Утром буднего дня в лесу никого, лишь тепло одетые в тяжелые, подбитые ватином пальто молодые мамаши толкают перед собой детские коляски с закутанными по самые глаза младенцами да две-три пожилые пары, держась под руки, неспешно, размеренно прогуливаются по дорожкам. Их-то я и распугиваю звуком стремительно летящих лыж, резкими толчками палок, шумным дыханием – тремя короткими, быстрыми, один за другим вдохами, пока грудь не наполнится до отказа морозным, свежайшим, распирающим до предела воздухом, а затем, с новым толчком пружинистых ног, – одиночным длинным, протяжным выдохом.
Сначала оглядываются старушки, первый их порыв – отпрянуть в сторону, но, ощутив под рукой надежный локоть спутника, они лишь замедляют шаг и провожают взглядом проносящуюся мимо лыжную фигуру. Впрочем, дорожки скоро заканчиваются, лесопарк переходит в плотный лес, я сворачиваю на знакомую просеку и теперь уже разгоняюсь по-настоящему.
На лыжах можно ходить, а можно бежать. Я бегу. Хотя мне кажется, что лечу. Скорость, раздуваемый ею ветер навстречу, покалывание легкого морозца на разгоряченных щеках, упругость снежного наста, легкость шага, скольжение невесомых, не чувствующих трения лыж – все сошлось воедино и подчинилось гармонии. Мне кажется, что мое сильное, гибкое тело может все, для него нет ограничений, нет предела. А тому, что еще не умеет, оно запросто может научиться.
Что за чудесная, восхитительная самоуверенность! Но ведь она подтверждается каждый день, каждый час, минуту, мгновение. И никто и ничто не властно над ним – над твоим юным, богоподобным телом, – ни время, ни болезни, ни утраты. Да потому что их нет, ни болезней, ни утрат, как нет и времени. А есть только этот легко разрезаемый воздух, только мелькающие непрерывной чередой заснеженные лапы елок, чернеющие на девственно-снежном полотне стволы деревьев, да еще, если поднять голову, переполненное прозрачным светом и голубизной небо с чуть подмерзшим, сжатым, сбившимся в более плотный шар, зимнем солнцем.

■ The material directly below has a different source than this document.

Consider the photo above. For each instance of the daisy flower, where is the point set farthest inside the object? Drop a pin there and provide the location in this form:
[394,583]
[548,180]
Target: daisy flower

В какой-то момент исчезают и стволы деревьев, и лапы елок, остается только движение, резкое, порывистое. Все мышцы, все органы чувств, всё сконцентрировалось только на одном – я живу движением, вдыхаю его холодящие воздушные потоки, впитываю белизну покрываемого им пространства, сам становлюсь разросшимся, вышедшим за пределы тела движением. Я больше ничто – не плоть, не мысль, не чувства, не усталость, а только один слитый воедино, стремительно рвущийся полет.
Я прихожу в себя, только когда просека чуть расширяется и сходится с другой, еще более широкой, просекой – этакий лесной перекресток, вернее, небольшая лесная площадь. Я снова начинаю сознавать красоту заснеженного леса, ко мне возвращаются обоняние, осязание, слух. Здесь, на открытом пространстве, зима чувствуется иначе, раскаленный от яркости неба снег влажнее, он не рассыпчатый, а тугой, плотный, податливый. Я останавливаюсь, снимаю с левой руки перчатку, лыжная палка безвольно повисает, моя ладонь слегка вспотела, снег в ней послушно слипается в твердый, упругий комок. Холодящая контрастная свежесть растекается, заполняет тело, сталкивается с его кровяным толчковым биением, смешивается в нем, растворяется. Я присаживаюсь на маленький столбик в центре просеки, на каждой его грани жирной масляной краской выведены цифры – видимо, какие-то картографические обозначения. Лыжи широко расставлены, палки раскинуты в стороны, лицо открыто солнцу; оно ярче летнего, это зимнее солнце, и в его лучах преждевременный, совсем еще не календарный запах весны. Здесь, в январском лесу, на безлюдной, одинокой просеке – запах весны. Чудо!